Initiation of transcription

Fig. 2: Schematic view of the different steps during initiation. A, The core-enzyme (blue) is recruited to the promoter platform (TBP, green; TFB, grey). After the reorganization of the binary complex the core-enzyme is able to form a minimal open complex (B). Binding of the E’/F-heterodimer to the core-enzyme induces clamp (red) closure, which is accompanied by an extension of the transcription bubble in direction of the RNAP’s active centre (C). D, TFE interacts with the non-coding strand upstream of the catalytic centre, resulting in a stabilization of the bubble as well as an active opening of the DNA at the upstream border of the bubble.

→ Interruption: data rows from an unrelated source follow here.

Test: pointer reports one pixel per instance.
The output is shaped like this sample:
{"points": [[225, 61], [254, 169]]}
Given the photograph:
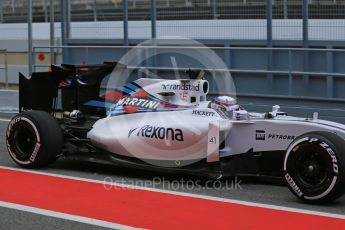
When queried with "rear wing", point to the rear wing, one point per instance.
{"points": [[79, 84]]}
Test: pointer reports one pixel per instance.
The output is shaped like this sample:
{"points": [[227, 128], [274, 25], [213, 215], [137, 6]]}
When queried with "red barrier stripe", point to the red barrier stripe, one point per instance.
{"points": [[147, 209]]}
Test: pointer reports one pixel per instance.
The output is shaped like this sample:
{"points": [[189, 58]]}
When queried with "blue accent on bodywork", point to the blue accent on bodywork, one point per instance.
{"points": [[102, 104]]}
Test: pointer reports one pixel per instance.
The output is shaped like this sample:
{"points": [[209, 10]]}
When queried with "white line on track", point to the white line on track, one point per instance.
{"points": [[205, 197], [64, 216]]}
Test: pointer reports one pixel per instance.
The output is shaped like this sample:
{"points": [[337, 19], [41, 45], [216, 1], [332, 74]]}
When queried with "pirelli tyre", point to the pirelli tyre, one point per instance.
{"points": [[314, 167], [34, 139]]}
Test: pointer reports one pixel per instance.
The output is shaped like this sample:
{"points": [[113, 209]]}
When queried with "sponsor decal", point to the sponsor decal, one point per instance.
{"points": [[293, 185], [184, 96], [138, 102], [157, 132], [182, 86], [203, 113], [281, 137], [260, 135]]}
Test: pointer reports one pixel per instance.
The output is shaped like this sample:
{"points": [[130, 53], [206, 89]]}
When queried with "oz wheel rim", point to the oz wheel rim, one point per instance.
{"points": [[24, 141], [312, 167]]}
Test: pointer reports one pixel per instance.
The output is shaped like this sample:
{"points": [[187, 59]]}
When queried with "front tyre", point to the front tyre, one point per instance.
{"points": [[34, 139], [314, 167]]}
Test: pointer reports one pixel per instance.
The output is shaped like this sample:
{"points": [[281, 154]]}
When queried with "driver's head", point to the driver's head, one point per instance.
{"points": [[224, 103]]}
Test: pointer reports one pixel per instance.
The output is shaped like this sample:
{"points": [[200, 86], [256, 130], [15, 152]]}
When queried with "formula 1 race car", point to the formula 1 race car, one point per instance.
{"points": [[169, 125]]}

Additionally, photochemical cross-linking studies uncovered a novel role of TFE, which seems to be unique for this primary member of the TFE-family. While the eukaryotic counterpart of TFE, TFIIE, is released during transition from initiation to elongation, archaeal TFE remains RNAP-bound. As part of the elongating complex, TFE stabilizes the transcription bubble in ternary complex due to direct interactions with the non-coding strand in the region upstream of the active centre (Fig. 3). Like in the eukaryotic polII-system, TFE can not subsequently be recruited to elongating complexes. The recruitment of TFE to the PIC is a prerequisite for the stabilizing effect of TFE on the transcription bubble in ternary complexes.

Elongation complex, stabilized by TFE

Fig. 3: Schematic view of an elongation complex, stabilized by TFE (RNAP, blue; TFE, yellow; non template strand, red; template strand, black). The black bar represents the pausing position and the active centre of the ternary complex, respectively. TFE directly interacts with the DNA of the non-template strand in the region of the open bubble.